Back in the 1980s, when I was a child, a friend and I found a homeless man dead on a bench in a city centre park.
Just like many homeless deaths, it wasn't meaningful enough to make the news. Yet something has changed in recent weeks.
The death of two homeless people in Cork - Michelle O'Riordan, a 27-year-old mother, and 53-year-old Patrick O'Driscoll - who drowned in the River Lee, and the death of John Corrie in a Dublin doorway opposite the Dail has provided a watershed moment.
The Gardai didn't treat any of the deaths as suspicious, though sadly all three suffered from serious addictions problems. "It's only because he (Jonathan Corrie) died close to Leinster House that everyone is up in arms about it," a homeless friend told me last week.

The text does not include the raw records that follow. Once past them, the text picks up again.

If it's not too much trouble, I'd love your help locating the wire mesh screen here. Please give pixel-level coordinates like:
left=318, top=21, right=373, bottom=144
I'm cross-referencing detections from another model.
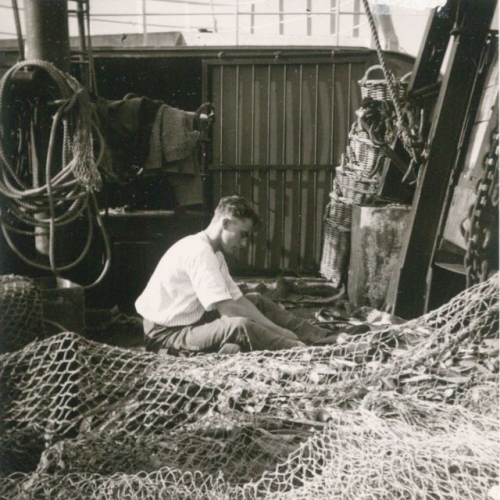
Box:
left=0, top=275, right=499, bottom=500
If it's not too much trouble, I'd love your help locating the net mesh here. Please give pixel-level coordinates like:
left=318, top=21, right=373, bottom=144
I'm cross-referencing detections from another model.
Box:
left=0, top=274, right=45, bottom=353
left=0, top=275, right=499, bottom=500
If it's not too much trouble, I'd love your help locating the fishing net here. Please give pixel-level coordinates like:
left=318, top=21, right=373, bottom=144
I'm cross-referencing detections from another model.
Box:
left=0, top=274, right=45, bottom=353
left=0, top=275, right=499, bottom=500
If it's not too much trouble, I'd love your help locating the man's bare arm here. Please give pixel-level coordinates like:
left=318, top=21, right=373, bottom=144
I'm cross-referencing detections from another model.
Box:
left=215, top=296, right=298, bottom=340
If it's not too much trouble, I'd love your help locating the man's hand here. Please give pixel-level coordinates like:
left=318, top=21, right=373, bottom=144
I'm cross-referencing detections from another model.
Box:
left=215, top=297, right=298, bottom=345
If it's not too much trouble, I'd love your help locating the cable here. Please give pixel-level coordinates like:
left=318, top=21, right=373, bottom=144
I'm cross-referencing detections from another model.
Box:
left=0, top=60, right=111, bottom=288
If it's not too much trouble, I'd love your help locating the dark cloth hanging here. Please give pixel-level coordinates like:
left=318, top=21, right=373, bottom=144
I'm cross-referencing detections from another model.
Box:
left=96, top=95, right=164, bottom=181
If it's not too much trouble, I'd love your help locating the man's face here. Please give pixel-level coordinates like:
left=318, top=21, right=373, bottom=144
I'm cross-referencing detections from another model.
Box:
left=221, top=218, right=253, bottom=255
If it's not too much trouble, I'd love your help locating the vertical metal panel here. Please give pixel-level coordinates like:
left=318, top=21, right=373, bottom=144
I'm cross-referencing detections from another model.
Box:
left=299, top=64, right=319, bottom=268
left=332, top=64, right=351, bottom=165
left=252, top=64, right=271, bottom=269
left=220, top=65, right=239, bottom=196
left=207, top=61, right=365, bottom=271
left=236, top=65, right=254, bottom=267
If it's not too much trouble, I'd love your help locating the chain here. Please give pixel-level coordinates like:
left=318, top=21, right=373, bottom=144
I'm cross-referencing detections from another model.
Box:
left=464, top=126, right=499, bottom=287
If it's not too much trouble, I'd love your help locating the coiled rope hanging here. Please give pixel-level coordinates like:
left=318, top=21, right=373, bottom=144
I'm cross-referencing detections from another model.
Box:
left=0, top=60, right=111, bottom=288
left=363, top=0, right=425, bottom=170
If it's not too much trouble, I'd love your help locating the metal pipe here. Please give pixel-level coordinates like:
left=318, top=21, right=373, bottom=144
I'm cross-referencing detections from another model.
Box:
left=25, top=0, right=71, bottom=72
left=12, top=0, right=24, bottom=60
left=25, top=0, right=71, bottom=261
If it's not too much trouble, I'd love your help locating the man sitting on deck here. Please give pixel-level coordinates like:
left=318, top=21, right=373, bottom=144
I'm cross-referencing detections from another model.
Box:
left=135, top=196, right=329, bottom=354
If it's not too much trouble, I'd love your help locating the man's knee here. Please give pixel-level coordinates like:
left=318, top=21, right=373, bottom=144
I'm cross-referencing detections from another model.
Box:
left=245, top=292, right=270, bottom=309
left=222, top=316, right=255, bottom=332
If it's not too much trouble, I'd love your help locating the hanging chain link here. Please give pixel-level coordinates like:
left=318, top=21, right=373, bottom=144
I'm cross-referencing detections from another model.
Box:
left=464, top=126, right=499, bottom=287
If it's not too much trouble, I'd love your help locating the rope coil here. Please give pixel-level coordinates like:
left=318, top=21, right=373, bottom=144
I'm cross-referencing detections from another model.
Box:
left=0, top=60, right=110, bottom=286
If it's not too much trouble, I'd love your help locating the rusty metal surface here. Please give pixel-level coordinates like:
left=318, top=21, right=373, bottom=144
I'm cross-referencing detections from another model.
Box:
left=207, top=60, right=366, bottom=271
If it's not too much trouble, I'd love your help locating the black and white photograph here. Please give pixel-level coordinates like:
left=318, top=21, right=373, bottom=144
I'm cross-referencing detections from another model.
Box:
left=0, top=0, right=500, bottom=500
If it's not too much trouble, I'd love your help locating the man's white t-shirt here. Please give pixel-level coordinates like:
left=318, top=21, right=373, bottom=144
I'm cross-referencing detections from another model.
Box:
left=135, top=231, right=242, bottom=326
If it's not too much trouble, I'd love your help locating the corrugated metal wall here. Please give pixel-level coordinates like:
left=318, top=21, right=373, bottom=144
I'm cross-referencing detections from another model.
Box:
left=205, top=58, right=366, bottom=272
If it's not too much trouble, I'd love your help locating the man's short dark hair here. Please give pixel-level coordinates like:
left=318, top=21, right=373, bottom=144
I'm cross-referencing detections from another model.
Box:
left=214, top=195, right=260, bottom=226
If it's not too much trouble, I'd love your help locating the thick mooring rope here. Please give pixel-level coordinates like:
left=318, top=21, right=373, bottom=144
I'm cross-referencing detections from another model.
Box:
left=363, top=0, right=423, bottom=170
left=0, top=60, right=110, bottom=286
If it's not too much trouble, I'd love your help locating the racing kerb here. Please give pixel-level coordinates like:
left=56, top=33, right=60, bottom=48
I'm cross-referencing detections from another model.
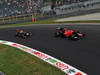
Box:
left=0, top=40, right=87, bottom=75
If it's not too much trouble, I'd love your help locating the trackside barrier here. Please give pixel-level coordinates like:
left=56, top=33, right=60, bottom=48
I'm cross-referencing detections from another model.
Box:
left=0, top=40, right=87, bottom=75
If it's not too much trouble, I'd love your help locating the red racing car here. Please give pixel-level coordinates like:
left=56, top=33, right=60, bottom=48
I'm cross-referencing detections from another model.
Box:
left=55, top=27, right=85, bottom=40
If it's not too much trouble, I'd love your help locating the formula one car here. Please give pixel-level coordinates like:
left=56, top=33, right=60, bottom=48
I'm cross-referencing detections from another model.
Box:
left=55, top=27, right=85, bottom=40
left=15, top=29, right=32, bottom=39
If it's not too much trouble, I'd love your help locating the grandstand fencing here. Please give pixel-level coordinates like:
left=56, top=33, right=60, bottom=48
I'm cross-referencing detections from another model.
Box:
left=54, top=0, right=100, bottom=15
left=0, top=14, right=33, bottom=25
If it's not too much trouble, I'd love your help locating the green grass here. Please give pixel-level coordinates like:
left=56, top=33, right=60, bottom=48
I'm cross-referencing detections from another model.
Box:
left=55, top=20, right=100, bottom=23
left=0, top=45, right=65, bottom=75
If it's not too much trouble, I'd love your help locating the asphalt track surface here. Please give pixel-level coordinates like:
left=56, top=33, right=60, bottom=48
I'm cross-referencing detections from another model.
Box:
left=0, top=25, right=100, bottom=75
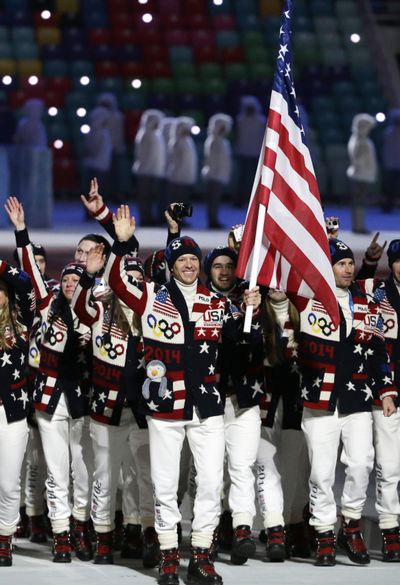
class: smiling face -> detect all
[61,274,79,302]
[171,254,200,284]
[210,256,236,292]
[74,240,96,266]
[332,258,354,288]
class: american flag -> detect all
[237,0,339,325]
[153,288,179,317]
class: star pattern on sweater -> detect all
[0,351,11,368]
[200,342,210,353]
[301,386,308,400]
[212,386,221,404]
[18,390,29,408]
[361,384,372,402]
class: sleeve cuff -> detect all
[111,240,129,256]
[15,228,30,248]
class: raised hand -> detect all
[365,232,387,262]
[4,197,26,232]
[81,177,104,215]
[113,205,136,242]
[86,244,106,274]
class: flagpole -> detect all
[243,204,266,333]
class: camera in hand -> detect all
[168,203,193,221]
[326,217,339,233]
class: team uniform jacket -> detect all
[296,282,397,414]
[105,242,241,420]
[260,315,303,430]
[362,275,400,406]
[72,273,146,428]
[0,260,35,420]
[16,230,90,418]
[209,282,265,408]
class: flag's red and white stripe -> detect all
[237,90,339,324]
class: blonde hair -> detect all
[263,296,300,366]
[102,291,142,335]
[0,284,24,351]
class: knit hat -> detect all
[124,255,144,276]
[329,238,354,266]
[204,246,237,278]
[386,240,400,268]
[165,236,201,270]
[144,249,168,284]
[61,262,84,280]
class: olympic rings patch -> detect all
[147,313,181,339]
[308,313,334,337]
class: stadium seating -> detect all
[0,0,387,198]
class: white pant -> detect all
[90,408,154,532]
[25,427,47,516]
[224,396,261,528]
[302,408,374,531]
[36,394,93,534]
[147,413,225,549]
[372,408,400,528]
[257,400,310,529]
[0,406,28,536]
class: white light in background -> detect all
[350,33,361,44]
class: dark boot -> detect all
[157,548,179,585]
[14,506,29,538]
[382,526,400,563]
[231,524,256,565]
[0,534,12,567]
[121,524,143,559]
[73,519,93,561]
[187,546,222,585]
[29,514,47,543]
[218,510,233,551]
[266,525,286,563]
[113,510,124,550]
[314,530,336,567]
[142,526,160,569]
[338,519,370,565]
[94,532,114,565]
[286,522,311,559]
[53,530,71,563]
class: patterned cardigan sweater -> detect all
[16,229,91,418]
[105,242,242,420]
[0,260,35,420]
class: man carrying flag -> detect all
[237,0,397,566]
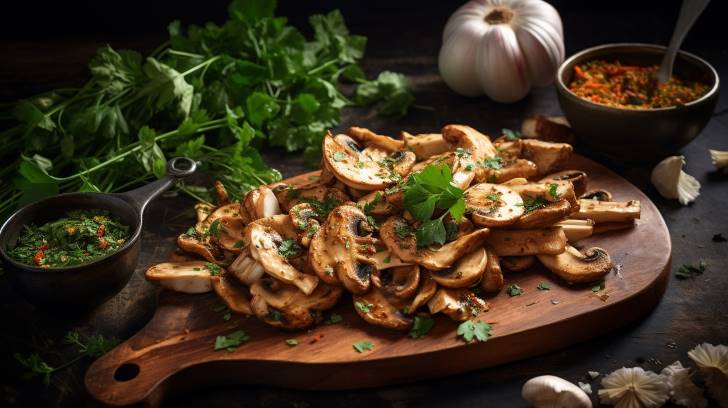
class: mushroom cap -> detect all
[250,278,343,329]
[465,183,524,227]
[353,287,412,330]
[427,288,490,322]
[521,375,592,408]
[537,245,612,283]
[246,215,318,295]
[379,216,490,271]
[144,261,213,294]
[323,134,416,191]
[432,248,488,289]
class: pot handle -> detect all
[121,157,197,214]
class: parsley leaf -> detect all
[457,320,491,343]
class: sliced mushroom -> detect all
[537,245,612,283]
[227,251,265,286]
[323,133,416,191]
[308,205,377,294]
[579,190,612,201]
[432,248,488,289]
[521,115,576,145]
[354,288,412,330]
[379,217,490,271]
[144,261,213,293]
[427,288,490,322]
[521,139,574,174]
[250,278,343,330]
[485,228,566,256]
[402,132,450,160]
[465,183,524,227]
[539,170,588,196]
[210,273,253,316]
[571,199,641,224]
[246,215,318,295]
[500,255,536,272]
[480,247,503,293]
[554,219,594,242]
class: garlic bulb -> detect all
[688,343,728,408]
[599,367,670,408]
[708,149,728,171]
[438,0,564,102]
[521,375,592,408]
[650,156,700,205]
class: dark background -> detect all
[0,0,728,407]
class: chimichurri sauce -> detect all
[8,210,129,268]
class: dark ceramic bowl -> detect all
[0,157,196,307]
[556,43,719,163]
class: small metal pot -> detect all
[0,157,197,306]
[556,43,720,163]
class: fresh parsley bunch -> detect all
[0,0,414,217]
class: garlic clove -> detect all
[661,361,708,408]
[708,149,728,171]
[650,156,700,205]
[521,375,592,408]
[475,25,531,103]
[599,367,670,408]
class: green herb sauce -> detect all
[9,210,129,268]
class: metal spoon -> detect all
[657,0,710,84]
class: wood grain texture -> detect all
[85,156,671,406]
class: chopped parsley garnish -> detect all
[409,316,435,339]
[352,341,374,353]
[457,320,491,343]
[278,238,301,258]
[506,283,525,297]
[675,260,708,279]
[354,302,374,313]
[215,330,250,352]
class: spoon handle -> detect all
[657,0,710,84]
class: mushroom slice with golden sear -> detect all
[379,217,490,271]
[250,277,343,330]
[323,133,416,191]
[246,215,318,295]
[210,273,253,316]
[539,170,588,197]
[571,199,641,224]
[500,255,536,272]
[521,139,574,175]
[432,247,488,289]
[485,228,566,256]
[402,132,450,160]
[144,261,216,293]
[427,288,490,322]
[372,265,420,300]
[480,247,503,293]
[308,205,377,294]
[537,245,612,283]
[465,183,524,227]
[354,287,412,330]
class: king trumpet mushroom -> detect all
[438,0,564,103]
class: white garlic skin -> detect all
[521,375,592,408]
[650,156,700,205]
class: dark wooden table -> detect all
[0,1,728,407]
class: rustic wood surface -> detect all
[86,157,671,406]
[0,0,728,407]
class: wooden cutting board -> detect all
[85,156,671,406]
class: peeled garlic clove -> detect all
[708,149,728,171]
[650,156,700,205]
[521,375,592,408]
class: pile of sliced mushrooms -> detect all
[146,117,640,330]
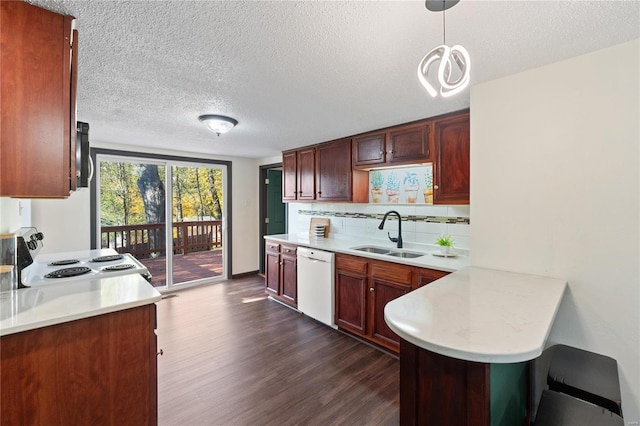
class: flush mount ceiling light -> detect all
[198,114,238,136]
[418,0,471,98]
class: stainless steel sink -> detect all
[387,251,424,259]
[353,246,390,254]
[351,246,425,259]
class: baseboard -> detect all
[231,269,259,280]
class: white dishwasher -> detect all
[298,247,337,328]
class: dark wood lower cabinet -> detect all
[0,304,158,426]
[264,240,298,307]
[400,340,530,426]
[280,254,298,306]
[335,270,367,336]
[335,253,448,354]
[369,278,411,353]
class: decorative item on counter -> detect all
[387,171,400,204]
[370,170,384,203]
[434,234,455,257]
[0,234,18,292]
[422,167,433,204]
[403,172,420,204]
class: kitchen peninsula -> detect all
[0,274,161,425]
[385,267,567,426]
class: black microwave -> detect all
[76,121,93,188]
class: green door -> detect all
[266,170,287,235]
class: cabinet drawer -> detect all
[265,241,280,253]
[336,254,368,275]
[370,262,414,285]
[280,244,298,257]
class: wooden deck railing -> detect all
[100,220,222,259]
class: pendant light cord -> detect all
[442,0,447,46]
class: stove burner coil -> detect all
[48,259,80,266]
[102,263,135,271]
[44,266,91,278]
[89,254,123,262]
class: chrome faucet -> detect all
[378,210,402,248]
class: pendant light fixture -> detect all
[198,114,238,136]
[418,0,471,98]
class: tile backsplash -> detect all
[288,203,471,249]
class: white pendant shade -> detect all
[418,44,471,98]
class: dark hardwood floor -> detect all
[157,276,399,425]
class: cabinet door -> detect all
[0,1,76,197]
[369,278,411,353]
[351,132,386,167]
[316,139,352,201]
[387,123,431,164]
[264,252,280,296]
[298,147,316,200]
[433,113,470,204]
[280,255,298,306]
[0,304,158,425]
[335,270,368,336]
[282,151,298,201]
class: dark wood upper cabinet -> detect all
[298,146,316,200]
[351,120,432,169]
[316,139,352,201]
[282,110,470,204]
[282,151,298,201]
[387,122,431,164]
[433,112,470,204]
[352,132,386,167]
[282,138,369,203]
[0,1,77,198]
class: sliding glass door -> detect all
[96,154,227,289]
[171,165,224,285]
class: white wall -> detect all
[471,40,640,424]
[26,141,259,274]
[0,197,22,234]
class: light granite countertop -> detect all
[0,274,161,336]
[264,234,469,272]
[384,267,567,363]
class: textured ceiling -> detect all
[30,0,640,157]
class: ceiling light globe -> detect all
[198,114,238,136]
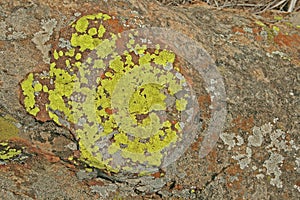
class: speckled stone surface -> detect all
[0,0,300,199]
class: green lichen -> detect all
[21,13,196,173]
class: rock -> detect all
[0,0,300,199]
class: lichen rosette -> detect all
[20,13,199,173]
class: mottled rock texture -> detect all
[0,0,300,199]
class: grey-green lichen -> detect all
[20,13,197,173]
[220,123,299,188]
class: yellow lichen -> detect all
[21,13,195,175]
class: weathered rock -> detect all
[0,0,300,199]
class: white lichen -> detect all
[220,133,235,150]
[263,153,284,188]
[32,19,57,63]
[248,126,264,147]
[232,147,252,169]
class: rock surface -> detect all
[0,0,300,199]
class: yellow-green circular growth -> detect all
[21,13,194,173]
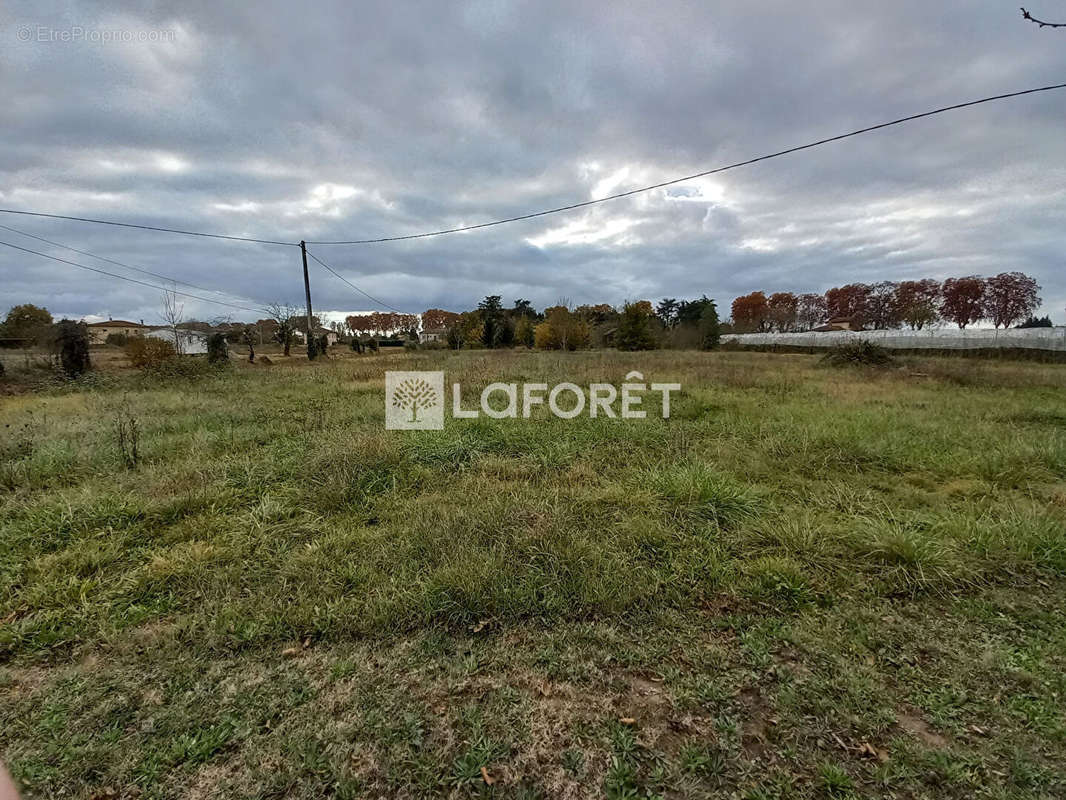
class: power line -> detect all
[0,224,264,305]
[0,241,260,313]
[307,83,1066,244]
[0,208,300,247]
[307,251,406,314]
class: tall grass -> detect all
[0,351,1066,657]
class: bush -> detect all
[822,340,894,367]
[126,336,178,369]
[207,334,229,364]
[54,319,90,378]
[143,355,219,381]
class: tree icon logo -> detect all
[385,371,445,431]
[392,378,440,422]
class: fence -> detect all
[722,327,1066,352]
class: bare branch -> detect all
[1021,9,1066,28]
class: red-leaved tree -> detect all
[867,281,901,330]
[732,291,770,331]
[985,272,1040,327]
[422,308,459,331]
[895,277,940,331]
[940,275,985,330]
[825,284,871,327]
[796,292,825,331]
[766,291,800,333]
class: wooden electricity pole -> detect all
[300,239,316,358]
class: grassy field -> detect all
[0,352,1066,800]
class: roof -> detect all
[85,319,148,327]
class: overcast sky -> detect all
[0,0,1066,323]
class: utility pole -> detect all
[300,239,316,358]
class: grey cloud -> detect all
[0,0,1066,321]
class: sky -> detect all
[0,0,1066,323]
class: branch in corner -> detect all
[1021,9,1066,28]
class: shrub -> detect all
[822,339,894,367]
[126,336,178,369]
[205,333,229,364]
[614,301,659,350]
[55,319,91,378]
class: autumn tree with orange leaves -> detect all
[984,272,1040,327]
[731,291,770,331]
[940,275,985,330]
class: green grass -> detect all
[0,352,1066,798]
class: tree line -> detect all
[731,272,1050,333]
[345,294,720,350]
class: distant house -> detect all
[314,326,338,347]
[418,327,448,345]
[811,317,862,333]
[85,319,151,345]
[144,325,208,355]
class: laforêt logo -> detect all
[385,372,445,431]
[385,371,681,431]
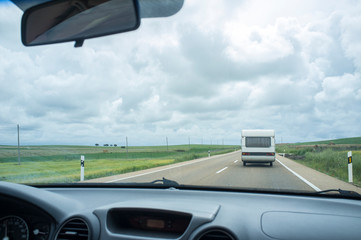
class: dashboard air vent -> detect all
[197,229,235,240]
[55,218,89,240]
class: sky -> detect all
[0,0,361,146]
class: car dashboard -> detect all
[0,182,361,240]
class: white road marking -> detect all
[276,158,321,192]
[216,167,228,174]
[105,155,222,183]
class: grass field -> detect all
[0,145,238,183]
[295,137,361,145]
[276,138,361,186]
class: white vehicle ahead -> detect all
[241,130,275,166]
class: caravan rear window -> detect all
[246,137,271,147]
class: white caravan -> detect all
[241,130,276,166]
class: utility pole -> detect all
[18,124,20,165]
[125,136,128,158]
[165,137,168,152]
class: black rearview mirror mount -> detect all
[21,0,140,47]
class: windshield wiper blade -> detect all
[150,177,179,187]
[316,188,361,198]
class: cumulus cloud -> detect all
[0,0,361,145]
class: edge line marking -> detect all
[276,158,321,192]
[105,152,238,183]
[216,167,228,174]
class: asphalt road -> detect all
[108,151,314,191]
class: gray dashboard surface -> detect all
[0,182,361,239]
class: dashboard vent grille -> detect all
[55,218,89,240]
[198,230,234,240]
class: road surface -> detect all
[98,151,314,191]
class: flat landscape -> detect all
[276,137,361,186]
[0,145,239,183]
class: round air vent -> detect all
[197,229,235,240]
[55,218,90,240]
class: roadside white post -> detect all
[347,151,353,183]
[80,155,84,181]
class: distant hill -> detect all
[295,137,361,145]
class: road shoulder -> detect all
[277,154,361,194]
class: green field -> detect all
[295,137,361,145]
[0,145,239,183]
[276,137,361,186]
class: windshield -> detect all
[0,0,361,192]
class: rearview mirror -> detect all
[21,0,140,47]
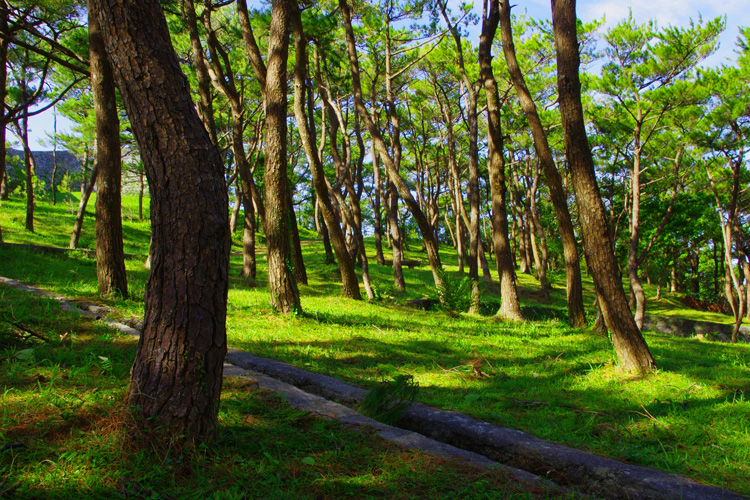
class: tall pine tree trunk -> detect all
[68,155,99,249]
[479,0,523,321]
[88,1,128,298]
[552,0,656,372]
[500,0,586,328]
[292,16,362,300]
[90,0,230,446]
[265,0,302,314]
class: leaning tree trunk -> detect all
[90,0,230,444]
[440,2,481,314]
[0,33,9,243]
[500,0,586,328]
[479,0,523,321]
[292,17,362,300]
[338,0,443,288]
[18,113,34,233]
[265,0,302,314]
[68,159,99,249]
[552,0,656,372]
[88,6,128,298]
[287,191,307,285]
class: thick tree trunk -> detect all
[90,0,230,446]
[552,0,656,372]
[479,0,523,321]
[88,4,128,298]
[292,19,362,300]
[500,0,586,328]
[264,0,302,314]
[68,159,99,249]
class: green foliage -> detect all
[359,375,419,425]
[437,269,471,313]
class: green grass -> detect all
[0,193,750,494]
[0,286,560,500]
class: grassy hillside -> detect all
[0,193,750,494]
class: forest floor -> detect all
[0,194,750,498]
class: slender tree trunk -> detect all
[500,0,586,328]
[88,3,128,298]
[229,180,242,234]
[182,0,219,146]
[292,37,362,300]
[247,192,258,279]
[370,143,385,266]
[50,111,57,206]
[387,180,406,292]
[68,160,99,249]
[90,0,230,444]
[552,0,656,372]
[339,0,442,288]
[439,2,481,314]
[528,160,550,299]
[315,199,336,264]
[17,113,35,233]
[264,0,302,314]
[138,172,145,222]
[0,23,10,221]
[287,190,307,285]
[628,123,646,328]
[479,0,523,321]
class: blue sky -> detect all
[20,0,750,149]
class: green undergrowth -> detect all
[0,286,576,500]
[0,193,750,495]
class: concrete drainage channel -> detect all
[0,277,745,500]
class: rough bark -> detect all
[479,0,523,321]
[88,5,128,298]
[292,19,362,300]
[91,0,230,444]
[264,0,302,314]
[500,0,586,328]
[552,0,656,372]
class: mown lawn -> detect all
[0,193,750,494]
[0,285,563,500]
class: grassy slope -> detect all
[0,193,750,494]
[0,286,568,500]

"A lot of the time, people on the street will have used heroin and goofed off. It makes you feel really warm for a while and then when you fall asleep your body temperature drops. That's the way it is, and there's not much the Government can do about heroin abuse."
In a bid to find out how people ended up on the streets in the first place, I spent a few months talking to rough sleepers in what turned out to be the lead-up to John Corrie's death.
From hearing heartbreaking personal stories, in many cases I found homelessness is as much a mental health issue as it is an economic issue. Trying to keep people off the streets and in safe accommodation can be extremely difficult if they have addiction and mental health issues.
"I had it all - five children, a husband, a car, a roof over my head. One year later, I'm the dregs of society. My children are in care and I'm sleeping outside a fast food shop. All because of heroin," one well-spoken woman informed me.
Another woman had travelled to Dublin from the country town where she originally lived, so her family wouldn't find out she was sleeping rough. "It's all because of this," she said, lifting up a small bottle of cheap beer outside the Customs House on a frosty morning. "I know people who had five shops, children, money in the bank, two mortgages - and within nine months they were on the street drinking wine," said the Lord Mayor of Dublin, Christy Burke.
It makes you wonder how far things had gone for family, friends and communities to turn their backs on people and for them to end up in a doorway.